Gott stellt Abraham auf die Probe: ob er ihm seinen Sohn opfern würde? Er sagt: „Nimm deinen Sohn, deinen einzigen, den du liebst, geh in das Land Morija und bring ihn dort als Brandopfer dar!“

 

Auch wenn am Ende Isaak nicht geopfert werden muss, sondern an seiner Stelle ein Ziegenbock, sagen manche: Typisch, das ist der blutrünstige Gott des Alten Testaments.
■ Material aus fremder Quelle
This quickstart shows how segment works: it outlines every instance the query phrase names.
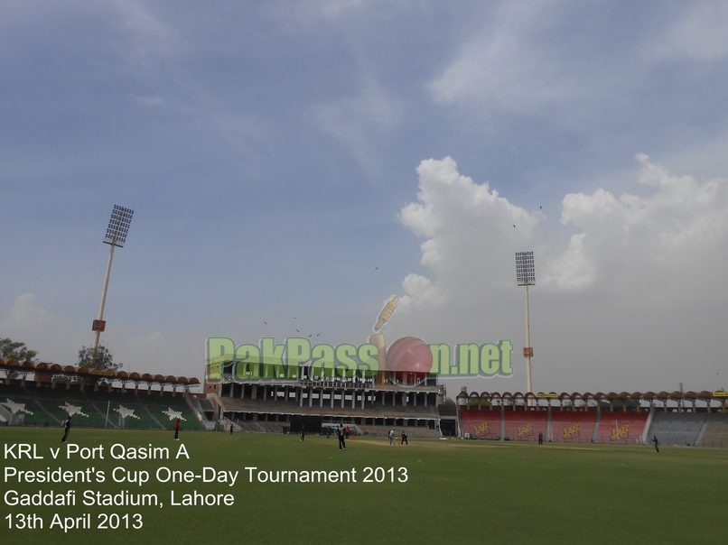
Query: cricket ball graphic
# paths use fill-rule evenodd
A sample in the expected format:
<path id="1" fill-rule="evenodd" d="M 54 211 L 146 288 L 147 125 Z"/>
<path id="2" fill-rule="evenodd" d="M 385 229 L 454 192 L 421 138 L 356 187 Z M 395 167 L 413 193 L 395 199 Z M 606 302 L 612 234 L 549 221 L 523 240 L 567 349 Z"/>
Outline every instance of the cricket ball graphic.
<path id="1" fill-rule="evenodd" d="M 387 368 L 400 383 L 419 383 L 433 369 L 430 346 L 416 337 L 396 340 L 387 351 Z"/>

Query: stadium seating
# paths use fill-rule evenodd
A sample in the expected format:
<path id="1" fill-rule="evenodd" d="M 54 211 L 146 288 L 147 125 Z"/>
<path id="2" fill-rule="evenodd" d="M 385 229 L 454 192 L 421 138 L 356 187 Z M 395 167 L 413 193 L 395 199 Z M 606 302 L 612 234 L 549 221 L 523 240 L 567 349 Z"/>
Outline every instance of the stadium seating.
<path id="1" fill-rule="evenodd" d="M 546 411 L 505 411 L 506 438 L 511 441 L 537 441 L 546 437 L 548 412 Z"/>
<path id="2" fill-rule="evenodd" d="M 598 443 L 635 444 L 645 431 L 649 413 L 602 412 L 599 420 Z"/>
<path id="3" fill-rule="evenodd" d="M 706 412 L 656 411 L 649 437 L 657 437 L 660 445 L 695 446 L 706 416 Z"/>
<path id="4" fill-rule="evenodd" d="M 551 437 L 558 443 L 591 443 L 596 425 L 596 412 L 551 411 Z"/>
<path id="5" fill-rule="evenodd" d="M 460 419 L 463 433 L 473 439 L 500 439 L 500 411 L 462 409 Z"/>

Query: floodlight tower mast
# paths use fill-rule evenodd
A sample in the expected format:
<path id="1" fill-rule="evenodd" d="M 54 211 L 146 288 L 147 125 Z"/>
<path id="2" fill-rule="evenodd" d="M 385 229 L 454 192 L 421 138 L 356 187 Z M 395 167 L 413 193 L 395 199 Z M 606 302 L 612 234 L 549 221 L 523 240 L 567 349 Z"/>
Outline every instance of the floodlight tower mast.
<path id="1" fill-rule="evenodd" d="M 126 234 L 129 232 L 129 225 L 132 222 L 134 210 L 114 205 L 111 212 L 111 219 L 108 220 L 107 236 L 104 237 L 104 244 L 109 245 L 111 249 L 108 252 L 108 263 L 107 264 L 107 274 L 104 277 L 104 289 L 101 291 L 101 304 L 98 307 L 98 319 L 94 320 L 92 329 L 96 332 L 94 337 L 94 347 L 91 361 L 96 361 L 96 352 L 98 349 L 98 338 L 101 331 L 106 328 L 107 323 L 104 321 L 104 305 L 107 302 L 107 291 L 108 290 L 108 276 L 111 273 L 111 261 L 114 259 L 114 247 L 124 247 L 126 242 Z"/>
<path id="2" fill-rule="evenodd" d="M 519 286 L 526 286 L 526 346 L 523 348 L 523 356 L 526 357 L 527 393 L 533 393 L 531 386 L 531 357 L 533 357 L 534 349 L 531 346 L 531 327 L 528 317 L 528 286 L 536 285 L 533 252 L 516 252 L 516 280 Z M 532 404 L 533 402 L 529 398 L 528 405 Z"/>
Der Berg Moria aber, auf dem Isaak geopfert hätte werden sollen, ist der Überlieferung nach der Hügel Golgotha, auf dem Jesus gekreuzigt wurde und schrie: „Mein Gott, mein Gott, warum hast du mich verlassen…“

 

Vor einiger Zeit habe ich ein Interview mit einem Vater gehört, der seinen Sohn durch Suizid verloren hat. Obwohl dieses Ereignis schon längere Zeit zurücklag, habe ich an seiner Stimme den Schmerz, seine Ohnmacht und seine Untröstlichkeit gespürt.

 

All das lässt sich mit dem lieben Gott aus meinem Kinderglauben knicht mehr vereinen.

Aber ist das die Absicht der Texte, uns einen verstehbaren lieben Gott zu malen?
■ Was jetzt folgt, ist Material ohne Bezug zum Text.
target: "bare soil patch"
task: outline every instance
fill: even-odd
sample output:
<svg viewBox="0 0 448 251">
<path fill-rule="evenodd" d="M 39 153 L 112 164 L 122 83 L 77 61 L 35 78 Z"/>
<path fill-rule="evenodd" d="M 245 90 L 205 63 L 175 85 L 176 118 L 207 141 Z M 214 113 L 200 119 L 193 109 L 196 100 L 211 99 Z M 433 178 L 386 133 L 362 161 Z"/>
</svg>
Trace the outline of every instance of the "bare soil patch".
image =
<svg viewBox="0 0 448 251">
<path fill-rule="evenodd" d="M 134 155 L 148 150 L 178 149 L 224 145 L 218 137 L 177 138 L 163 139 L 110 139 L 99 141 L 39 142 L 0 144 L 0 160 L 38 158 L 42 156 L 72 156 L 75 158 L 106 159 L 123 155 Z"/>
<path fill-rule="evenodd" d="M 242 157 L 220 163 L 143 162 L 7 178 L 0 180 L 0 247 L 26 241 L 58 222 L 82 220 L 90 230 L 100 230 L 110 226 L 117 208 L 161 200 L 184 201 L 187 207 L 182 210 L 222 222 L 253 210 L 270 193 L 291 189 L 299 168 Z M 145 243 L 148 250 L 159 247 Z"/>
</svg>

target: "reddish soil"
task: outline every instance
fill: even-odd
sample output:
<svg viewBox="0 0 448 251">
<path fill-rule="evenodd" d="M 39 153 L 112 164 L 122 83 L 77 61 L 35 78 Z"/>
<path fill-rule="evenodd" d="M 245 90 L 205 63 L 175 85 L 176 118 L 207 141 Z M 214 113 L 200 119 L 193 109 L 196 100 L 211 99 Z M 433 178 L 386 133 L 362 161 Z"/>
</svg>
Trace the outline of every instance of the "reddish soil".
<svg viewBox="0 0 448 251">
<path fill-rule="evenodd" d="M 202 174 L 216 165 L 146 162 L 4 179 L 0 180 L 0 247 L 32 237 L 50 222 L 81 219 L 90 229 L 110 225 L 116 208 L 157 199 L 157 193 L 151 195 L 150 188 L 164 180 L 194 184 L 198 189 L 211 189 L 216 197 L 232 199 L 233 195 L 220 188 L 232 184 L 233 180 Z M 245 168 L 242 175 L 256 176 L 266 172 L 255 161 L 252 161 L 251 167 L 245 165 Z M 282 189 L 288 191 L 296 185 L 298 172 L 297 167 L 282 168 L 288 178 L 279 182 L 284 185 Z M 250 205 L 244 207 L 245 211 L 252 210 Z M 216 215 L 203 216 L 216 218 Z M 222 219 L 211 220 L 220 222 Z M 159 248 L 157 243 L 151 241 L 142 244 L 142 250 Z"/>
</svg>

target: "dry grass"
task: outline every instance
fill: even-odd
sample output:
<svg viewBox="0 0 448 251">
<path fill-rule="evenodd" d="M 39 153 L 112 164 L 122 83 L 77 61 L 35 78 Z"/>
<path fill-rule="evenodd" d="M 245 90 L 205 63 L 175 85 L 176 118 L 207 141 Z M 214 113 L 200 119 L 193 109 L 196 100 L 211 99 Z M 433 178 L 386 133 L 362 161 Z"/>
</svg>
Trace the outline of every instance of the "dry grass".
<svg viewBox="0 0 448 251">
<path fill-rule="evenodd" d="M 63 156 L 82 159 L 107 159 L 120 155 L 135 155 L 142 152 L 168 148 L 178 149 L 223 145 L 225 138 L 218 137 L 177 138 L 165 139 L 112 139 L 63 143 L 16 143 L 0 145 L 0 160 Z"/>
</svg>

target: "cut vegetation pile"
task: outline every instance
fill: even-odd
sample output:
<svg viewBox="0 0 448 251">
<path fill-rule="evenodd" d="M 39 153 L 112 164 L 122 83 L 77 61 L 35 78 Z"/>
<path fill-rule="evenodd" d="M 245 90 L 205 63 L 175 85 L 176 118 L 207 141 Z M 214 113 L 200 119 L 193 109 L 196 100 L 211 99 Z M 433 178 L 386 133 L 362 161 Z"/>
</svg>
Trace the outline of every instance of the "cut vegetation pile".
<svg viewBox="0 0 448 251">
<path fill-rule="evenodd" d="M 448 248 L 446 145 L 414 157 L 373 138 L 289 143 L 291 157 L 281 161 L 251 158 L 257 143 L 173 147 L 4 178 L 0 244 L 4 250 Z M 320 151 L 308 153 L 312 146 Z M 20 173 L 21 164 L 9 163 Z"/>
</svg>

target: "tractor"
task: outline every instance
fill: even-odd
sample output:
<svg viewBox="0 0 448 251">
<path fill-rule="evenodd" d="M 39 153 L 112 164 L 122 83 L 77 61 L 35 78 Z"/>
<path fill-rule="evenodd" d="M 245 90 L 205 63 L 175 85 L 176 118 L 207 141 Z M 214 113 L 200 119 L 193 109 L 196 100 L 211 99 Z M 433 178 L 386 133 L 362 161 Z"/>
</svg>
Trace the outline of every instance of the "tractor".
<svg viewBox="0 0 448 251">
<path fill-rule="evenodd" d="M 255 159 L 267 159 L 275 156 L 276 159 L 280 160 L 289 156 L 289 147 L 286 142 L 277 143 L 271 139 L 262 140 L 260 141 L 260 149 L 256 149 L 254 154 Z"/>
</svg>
Ich denke, hier geht es darum, dass wir trotz Dunkelheit und Ohnmacht das Vertrauen nicht verlieren.

 

Genau das möchte Jesus am Berg der Verklärung seinen Jüngern mitgeben. In der Ahnung seines bevorstehenden Leids will er, dass seine Jünger daran nicht zerbrechen. Deswegen schenkt er ihnen einen Durchblick, ein strahlendes Licht, das vom Ende her alles umfasst. Ein Licht, das die ganze Tradition erhellt. Ein Licht, dass heller strahlt, als alle Dunkelheit des Leids.

 

Es ist nur ein kurzer Blick, aber ein Durchblick, der Kraft gibt.
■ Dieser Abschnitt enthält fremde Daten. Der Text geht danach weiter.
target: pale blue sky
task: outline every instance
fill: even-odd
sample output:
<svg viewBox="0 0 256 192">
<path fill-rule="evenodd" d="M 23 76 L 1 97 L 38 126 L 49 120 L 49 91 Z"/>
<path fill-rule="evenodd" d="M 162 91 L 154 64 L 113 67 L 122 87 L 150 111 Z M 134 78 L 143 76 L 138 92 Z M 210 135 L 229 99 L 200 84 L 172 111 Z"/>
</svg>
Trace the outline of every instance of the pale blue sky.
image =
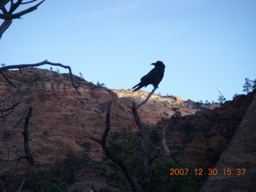
<svg viewBox="0 0 256 192">
<path fill-rule="evenodd" d="M 160 60 L 156 93 L 194 101 L 217 101 L 216 89 L 231 99 L 256 78 L 255 0 L 46 0 L 22 18 L 0 41 L 1 63 L 47 59 L 130 89 Z"/>
</svg>

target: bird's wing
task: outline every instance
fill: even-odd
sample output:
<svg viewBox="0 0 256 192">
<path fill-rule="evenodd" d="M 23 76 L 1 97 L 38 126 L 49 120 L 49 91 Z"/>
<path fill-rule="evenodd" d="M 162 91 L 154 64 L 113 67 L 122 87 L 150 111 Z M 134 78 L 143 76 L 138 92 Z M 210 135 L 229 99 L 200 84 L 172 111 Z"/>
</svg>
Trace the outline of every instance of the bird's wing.
<svg viewBox="0 0 256 192">
<path fill-rule="evenodd" d="M 142 78 L 141 81 L 144 82 L 144 81 L 147 81 L 150 80 L 152 78 L 154 78 L 156 75 L 158 75 L 158 70 L 156 70 L 155 68 L 154 68 L 153 70 L 151 70 L 147 74 L 144 75 Z"/>
</svg>

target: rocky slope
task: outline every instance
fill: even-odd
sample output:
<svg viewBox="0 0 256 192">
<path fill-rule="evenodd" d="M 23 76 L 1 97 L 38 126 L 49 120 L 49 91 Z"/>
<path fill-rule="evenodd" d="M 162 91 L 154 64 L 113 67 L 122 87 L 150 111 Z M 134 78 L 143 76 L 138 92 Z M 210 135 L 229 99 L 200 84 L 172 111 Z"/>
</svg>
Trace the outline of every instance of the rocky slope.
<svg viewBox="0 0 256 192">
<path fill-rule="evenodd" d="M 234 138 L 214 166 L 219 174 L 210 176 L 201 191 L 255 191 L 256 95 L 254 95 Z"/>
<path fill-rule="evenodd" d="M 16 163 L 17 157 L 25 155 L 22 131 L 24 118 L 30 106 L 33 108 L 29 126 L 30 148 L 38 170 L 51 167 L 56 162 L 65 159 L 68 154 L 82 154 L 84 143 L 90 146 L 90 158 L 101 161 L 101 146 L 88 137 L 101 137 L 105 129 L 106 110 L 110 97 L 114 98 L 111 110 L 111 130 L 137 131 L 130 107 L 132 102 L 138 103 L 146 98 L 145 92 L 136 93 L 139 99 L 132 97 L 120 98 L 114 91 L 78 77 L 75 78 L 76 83 L 79 84 L 77 92 L 71 86 L 69 74 L 47 70 L 26 69 L 22 73 L 10 70 L 5 74 L 17 88 L 10 86 L 0 76 L 0 109 L 20 103 L 11 114 L 0 122 L 0 164 L 4 165 L 0 167 L 0 171 L 3 179 L 12 174 L 13 167 L 21 170 L 15 170 L 15 174 L 22 173 L 22 170 L 26 168 L 26 159 L 22 159 L 18 166 Z M 123 92 L 116 91 L 119 94 Z M 129 92 L 130 90 L 126 94 Z M 155 125 L 162 116 L 174 113 L 172 107 L 183 103 L 175 98 L 166 98 L 158 102 L 160 99 L 160 96 L 153 95 L 153 98 L 139 109 L 142 120 L 146 124 Z M 164 115 L 165 111 L 168 111 L 168 114 Z M 183 114 L 194 112 L 182 107 Z"/>
<path fill-rule="evenodd" d="M 137 131 L 130 107 L 133 102 L 139 103 L 146 98 L 147 93 L 141 90 L 132 92 L 131 90 L 110 90 L 75 77 L 75 82 L 79 84 L 78 92 L 71 86 L 68 74 L 47 70 L 26 69 L 22 73 L 11 70 L 6 72 L 6 74 L 17 88 L 10 86 L 0 76 L 0 109 L 10 107 L 13 103 L 20 103 L 11 114 L 0 119 L 2 183 L 14 173 L 18 186 L 18 175 L 22 175 L 27 167 L 25 159 L 21 159 L 17 165 L 17 158 L 25 154 L 22 135 L 24 118 L 28 108 L 32 106 L 29 138 L 34 169 L 49 169 L 66 159 L 68 154 L 81 156 L 85 152 L 85 144 L 90 145 L 93 161 L 87 161 L 86 166 L 76 172 L 74 188 L 77 191 L 86 191 L 96 186 L 97 189 L 104 187 L 104 178 L 98 176 L 102 166 L 101 146 L 88 137 L 101 137 L 105 129 L 108 101 L 111 97 L 114 98 L 111 110 L 111 130 Z M 181 97 L 153 94 L 149 102 L 138 110 L 138 113 L 145 124 L 154 127 L 154 134 L 158 136 L 155 138 L 158 138 L 154 142 L 159 146 L 162 142 L 161 128 L 170 122 L 166 127 L 167 144 L 173 156 L 178 154 L 202 169 L 214 167 L 217 162 L 217 167 L 220 167 L 218 169 L 246 165 L 252 168 L 255 157 L 252 147 L 256 130 L 254 129 L 255 119 L 253 118 L 255 108 L 252 106 L 254 97 L 255 92 L 246 96 L 239 95 L 220 108 L 206 109 L 194 114 L 195 110 L 190 107 L 192 101 L 185 102 Z M 183 116 L 170 118 L 175 113 L 174 108 L 177 107 Z M 245 114 L 245 118 L 240 124 Z M 238 153 L 237 157 L 239 158 L 235 158 L 236 153 Z M 246 162 L 247 164 L 244 165 L 242 158 L 248 158 L 248 163 Z M 250 174 L 246 179 L 250 180 Z M 229 177 L 226 180 L 226 185 L 231 183 L 232 178 L 235 177 Z M 223 189 L 213 188 L 214 183 L 220 183 L 222 178 L 210 177 L 202 191 Z M 199 180 L 202 186 L 207 177 L 199 177 Z M 246 180 L 243 181 L 246 183 Z"/>
</svg>

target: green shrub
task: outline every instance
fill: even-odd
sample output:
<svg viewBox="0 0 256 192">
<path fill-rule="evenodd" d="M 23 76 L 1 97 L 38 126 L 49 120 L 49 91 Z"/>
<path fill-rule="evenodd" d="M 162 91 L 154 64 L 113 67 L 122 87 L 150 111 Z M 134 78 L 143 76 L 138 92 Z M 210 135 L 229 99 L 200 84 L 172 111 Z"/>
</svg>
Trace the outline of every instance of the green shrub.
<svg viewBox="0 0 256 192">
<path fill-rule="evenodd" d="M 142 134 L 132 134 L 126 130 L 112 132 L 110 135 L 109 150 L 111 153 L 122 158 L 127 166 L 129 171 L 146 191 L 196 191 L 197 178 L 195 175 L 170 175 L 170 168 L 187 168 L 194 170 L 188 162 L 179 158 L 174 159 L 166 158 L 161 150 L 150 144 L 149 159 L 152 161 L 150 170 L 152 176 L 149 182 L 145 182 L 146 168 L 143 164 L 143 147 L 142 144 Z M 119 190 L 130 188 L 130 185 L 121 168 L 104 156 L 106 166 L 102 174 L 107 182 Z M 131 189 L 131 188 L 130 188 Z"/>
</svg>

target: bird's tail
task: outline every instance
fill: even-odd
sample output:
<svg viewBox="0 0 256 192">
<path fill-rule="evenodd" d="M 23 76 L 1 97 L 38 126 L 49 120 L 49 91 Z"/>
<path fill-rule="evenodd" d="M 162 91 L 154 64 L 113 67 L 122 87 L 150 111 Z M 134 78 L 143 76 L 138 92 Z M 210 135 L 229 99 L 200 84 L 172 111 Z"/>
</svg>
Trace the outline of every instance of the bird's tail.
<svg viewBox="0 0 256 192">
<path fill-rule="evenodd" d="M 138 86 L 138 87 L 137 87 Z M 135 90 L 133 90 L 133 92 L 138 90 L 139 89 L 141 89 L 142 87 L 143 87 L 143 85 L 142 85 L 142 82 L 138 83 L 136 86 L 133 86 L 132 89 L 134 89 L 135 87 L 137 87 Z"/>
</svg>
Ich möchte ein Gedicht von Reiner Kunze an das Ende stellen:

 

Ich halte ein Samenkorn in der Hand.

Mein einziges Korn.

Sie sagen, ich soll das Korn in die Erde legen.

Ich muss mein Korn schützen, mein einziges Korn.

Ich habe nie erlebt, dass es Frühling gibt.

Sie sagen, es wächst neues Leben aus dem Korn.

Ich verliere mein Korn, mein einziges Korn.

Ich habe nie erlebt, dass es Frühling gibt.

Sie sagen, ich muss mein Korn riskieren, mein einziges Korn.

Aber ich habe Frühling nie erlebt.

Mein Geliebter sagt: Es gibt Frühling.

Ich lege mein Korn in die Erde.

 

Ich weiß, dass das Gedicht keine Antwort für den Vater ist, der seinen Sohn verloren hat. Dafür fehlen mir Worte. Aber ich wünsche ihm, dass er seinen Berg der Verklärung einmal findet.